Brendan: Seemed like a brutal decade in hindsight, worse maybe even than experiencing some of the crashes in the early 2000s because of the duration that they occurred over, and without any kind of light at the end of the tunnel. Even if it was like a fake out. You could look at whatever occurred between 2002 and 2007, 2008 as basically a fake out, because you round tripped on the S&P when you went from 2000 to 2010. Maybe there were some of those during the ’70s, but it seems like a period of time where bonds didn’t work, stocks didn’t work. Like what did you do? Gold, I guess. That’s where a lot of gold bugs came from, right?

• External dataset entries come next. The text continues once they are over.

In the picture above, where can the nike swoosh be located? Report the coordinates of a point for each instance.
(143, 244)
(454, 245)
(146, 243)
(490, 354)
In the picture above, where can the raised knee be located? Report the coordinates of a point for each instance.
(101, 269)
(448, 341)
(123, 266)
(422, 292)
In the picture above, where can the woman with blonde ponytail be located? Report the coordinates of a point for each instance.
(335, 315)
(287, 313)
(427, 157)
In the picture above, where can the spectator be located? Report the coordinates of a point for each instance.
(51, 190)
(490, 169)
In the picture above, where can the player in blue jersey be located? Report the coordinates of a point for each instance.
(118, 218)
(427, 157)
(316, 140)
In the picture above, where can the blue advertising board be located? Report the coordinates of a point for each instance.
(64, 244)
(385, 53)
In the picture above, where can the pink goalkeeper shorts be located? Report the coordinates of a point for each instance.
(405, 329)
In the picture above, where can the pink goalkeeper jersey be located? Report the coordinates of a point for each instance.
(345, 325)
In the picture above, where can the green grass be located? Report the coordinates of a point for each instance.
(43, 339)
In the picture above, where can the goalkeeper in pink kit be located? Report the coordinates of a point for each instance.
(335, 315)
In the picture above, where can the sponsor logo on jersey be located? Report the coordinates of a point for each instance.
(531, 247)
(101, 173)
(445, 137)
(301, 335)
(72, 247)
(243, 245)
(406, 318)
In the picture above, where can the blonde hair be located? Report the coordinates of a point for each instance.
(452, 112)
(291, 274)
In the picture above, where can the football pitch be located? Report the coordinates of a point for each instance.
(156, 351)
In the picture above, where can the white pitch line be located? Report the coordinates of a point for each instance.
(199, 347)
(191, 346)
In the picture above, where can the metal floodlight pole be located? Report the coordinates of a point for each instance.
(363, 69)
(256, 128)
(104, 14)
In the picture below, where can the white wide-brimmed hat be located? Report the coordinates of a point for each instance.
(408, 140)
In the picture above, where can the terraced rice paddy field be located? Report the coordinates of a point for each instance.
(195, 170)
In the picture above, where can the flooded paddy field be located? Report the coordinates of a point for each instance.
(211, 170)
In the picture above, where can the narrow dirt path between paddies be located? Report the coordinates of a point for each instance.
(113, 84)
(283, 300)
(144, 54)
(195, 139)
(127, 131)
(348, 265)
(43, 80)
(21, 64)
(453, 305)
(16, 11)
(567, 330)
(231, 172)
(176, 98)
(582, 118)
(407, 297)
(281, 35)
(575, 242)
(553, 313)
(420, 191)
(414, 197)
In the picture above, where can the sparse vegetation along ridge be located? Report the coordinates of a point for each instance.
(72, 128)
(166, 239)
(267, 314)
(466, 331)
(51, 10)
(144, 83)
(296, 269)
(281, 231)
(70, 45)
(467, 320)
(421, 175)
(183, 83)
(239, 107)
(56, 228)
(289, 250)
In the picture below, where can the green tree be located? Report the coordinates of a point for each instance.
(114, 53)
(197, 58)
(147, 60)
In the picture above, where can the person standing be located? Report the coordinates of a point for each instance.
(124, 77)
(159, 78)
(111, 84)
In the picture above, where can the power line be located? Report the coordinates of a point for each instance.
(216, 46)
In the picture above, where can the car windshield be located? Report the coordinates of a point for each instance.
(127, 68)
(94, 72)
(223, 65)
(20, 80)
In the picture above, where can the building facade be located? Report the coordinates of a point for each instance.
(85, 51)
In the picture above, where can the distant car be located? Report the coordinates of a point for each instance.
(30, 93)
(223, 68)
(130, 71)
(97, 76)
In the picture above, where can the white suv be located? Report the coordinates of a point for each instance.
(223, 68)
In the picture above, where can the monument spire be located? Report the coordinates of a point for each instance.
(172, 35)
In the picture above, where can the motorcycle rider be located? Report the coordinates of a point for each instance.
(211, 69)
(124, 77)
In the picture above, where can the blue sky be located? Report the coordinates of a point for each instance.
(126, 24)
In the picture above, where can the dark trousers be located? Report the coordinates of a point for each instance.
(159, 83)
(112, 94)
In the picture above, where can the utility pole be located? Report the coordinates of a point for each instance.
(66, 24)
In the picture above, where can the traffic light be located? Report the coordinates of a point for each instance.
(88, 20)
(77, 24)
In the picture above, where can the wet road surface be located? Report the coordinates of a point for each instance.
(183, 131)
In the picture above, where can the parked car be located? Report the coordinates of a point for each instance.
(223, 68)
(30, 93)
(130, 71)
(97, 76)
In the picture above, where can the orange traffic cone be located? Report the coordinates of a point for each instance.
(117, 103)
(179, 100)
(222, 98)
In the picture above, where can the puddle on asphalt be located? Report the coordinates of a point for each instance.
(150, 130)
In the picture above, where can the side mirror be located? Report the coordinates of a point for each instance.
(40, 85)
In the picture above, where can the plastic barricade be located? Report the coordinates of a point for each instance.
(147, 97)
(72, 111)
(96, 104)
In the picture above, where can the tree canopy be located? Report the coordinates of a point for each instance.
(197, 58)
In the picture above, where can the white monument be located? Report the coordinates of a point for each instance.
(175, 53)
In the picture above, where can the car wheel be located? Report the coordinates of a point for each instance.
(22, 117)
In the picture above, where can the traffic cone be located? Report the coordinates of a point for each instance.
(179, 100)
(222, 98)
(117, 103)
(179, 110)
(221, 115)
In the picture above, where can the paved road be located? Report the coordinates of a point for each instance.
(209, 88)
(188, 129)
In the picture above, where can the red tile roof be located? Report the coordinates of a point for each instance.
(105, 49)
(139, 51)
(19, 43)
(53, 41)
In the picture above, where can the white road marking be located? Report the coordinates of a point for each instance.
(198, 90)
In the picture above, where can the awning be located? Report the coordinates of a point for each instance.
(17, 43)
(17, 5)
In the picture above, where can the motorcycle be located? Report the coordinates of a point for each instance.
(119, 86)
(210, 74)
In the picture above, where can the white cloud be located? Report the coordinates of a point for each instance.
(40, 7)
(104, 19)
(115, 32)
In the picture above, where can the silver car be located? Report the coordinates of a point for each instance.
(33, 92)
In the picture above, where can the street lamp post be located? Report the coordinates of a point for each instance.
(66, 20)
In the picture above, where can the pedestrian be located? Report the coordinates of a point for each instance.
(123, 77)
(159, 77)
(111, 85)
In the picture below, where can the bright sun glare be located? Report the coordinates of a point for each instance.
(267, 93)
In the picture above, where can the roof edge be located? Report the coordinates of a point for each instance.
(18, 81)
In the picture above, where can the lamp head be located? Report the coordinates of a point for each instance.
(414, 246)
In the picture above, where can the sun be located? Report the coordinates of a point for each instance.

Tom: Gold did really well.

Brendan: You’re shaped by whatever works when you’re in your formative years of investing. So that’s I think a lot of gold bugs are of that age, are they not?

Tom: Well, that makes a lot of sense. It’s unfortunate, but it’s-

Brendan: It’s not unfortunate, if that’s what they want to invest in then good for them. I don’t believe in it, but that’s terrific.

Tom: So we’ve got a Fed meeting this week. We’re all kind of curious to see what has to happen, but like you were saying before we turned the mic on, I don’t think that the market is going to become “good or worse,” based on what one guy says.

Brendan: It might seem that way. And it’s easy a lot of times to just point to one thing that occurs on a specific day and use it as a narrative to explain the entire world as if that could even begin to explain why millions of people decided to buy or sell shares on any given day. But I mean, I understand the need for explanations but man, I’m not sure that anybody can explain why the market does what it does on any given day.

Tom: People forget something, again, right before we turn the mic on, for every time that someone is in a panic and needs to sell, someone’s standing on the other side of that transaction.

Brendan: Right, and people aren’t always even selling because they’re in a panic. There was a lot of selling today in the market on Monday, today. To assume that everybody who sold shares today is panicking I think is maybe not the case. Somebody might be selling shares because they’re going to buy a house or something, or they needed money because they had an unforeseen expense, or they just decided that today is the day and they’re going to do it. It doesn’t mean that they were watching the market or listening to anybody talking head speak, or that they were parsing the Fed minutes or something. Somebody might have just been like, “Hey, my kid needs his tuition payment, I got to sell my shares today.”

Tom: But there’s someone else on the other side of that transaction.

Brendan: Yeah, there always is. But to assume what the motives on either side are is futile.

Tom: It’s a stretch.

Brendan: Yeah. I get that it stinks to say that we don’t know why the people did what they did, and that it doesn’t give us any answers or clarity or comfort but that’s the truth. I mean when the market goes down, you’re not selling to nobody. Your shares don’t just vanished into thin air, somebody else is buying them from you, and we don’t know what their motives are, but it’s interesting to at least wonder what those motives might be. What do they know that you don’t? Why do they want to buy your shares?

Tom: Well, we’ll see what this week will bring as we head into the end of the year. That’s going to wrap up episode number 23-

Brendan: 236.

Tom: … 236. So we will catch up with you on the next episode, and thanks for listening.